Data extraction tool creating from two main submodules:
Crawler uses JSOUP to scrape webpages defined in JSON objects using xpath rules (jsoup's support for xpath is not ideal, therefore a design decision was made to extract values from tags in util class.
The parsing rules were created for my personal needs. Override the method from subclass if change is required.
To define more crawlers or change parsing rules you have to change json file.
Where worker_count is the number of worker threads and traverse_expression key in xpaths object is reserved as a keyword and is used for navigation - this is the main difference from general concept of web crawler.
This submodule is not generalized and is created to fill one need, to scrape data from yit rest endpoint.
For future plans I would like to create generalized REST scraper with similiar json setting as with crawler.
Refer to json file for example.
Very relevant keys are: projection and useOnlyProjection.
Projection is very straight forward - for given x create a function f that returns y, i.e. f(x) = y where x is from endpoint domain and y is from user defined domain.
For example "ApartmentNumber": "apartment number" x="ApartmentNumber*, y=apartment number means that any attributes from the original data source denoted by key ApartmentNumber will be transformed to apartment number after the transformation process.
For more concrete example:
{"ApartmentNumber": "1A"} ----**transformation_process**----> {"apartment number": "1A"}If useOnlyProjection is set to true then only attributes defined in the projection object will be available after the transformation_process.
If useOnlyProjection is false then projection will be used if defined to transform names and every extracted attribute will be available after transformation.

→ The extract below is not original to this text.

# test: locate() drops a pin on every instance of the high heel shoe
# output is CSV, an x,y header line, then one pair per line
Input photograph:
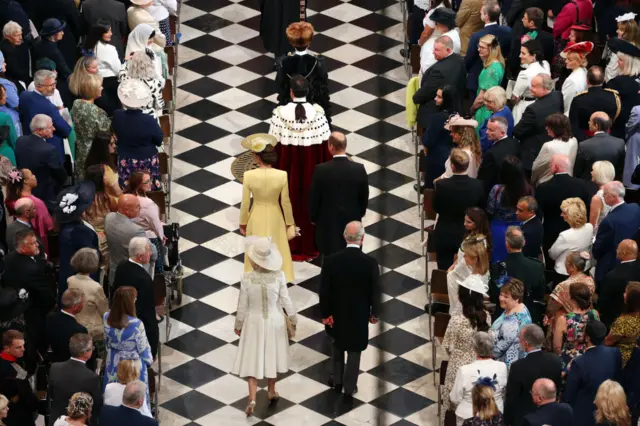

JDK 21 (17 is probably fine too). Either download a jar file from releases and run the following command:
java -jar path/to/crawlee-0.0.1-SNAPSHOT.jar
Or go the good old fashioned way (if you have git installed and maven installed and visible at %PATH% for win32 or $PATH for *nix):
git clone https://github.com/Badjokke/JCrawlee
cd JCrawlee
mvn clean package
java -jar target/crawlee-0.0.1-SNAPSHOT.jar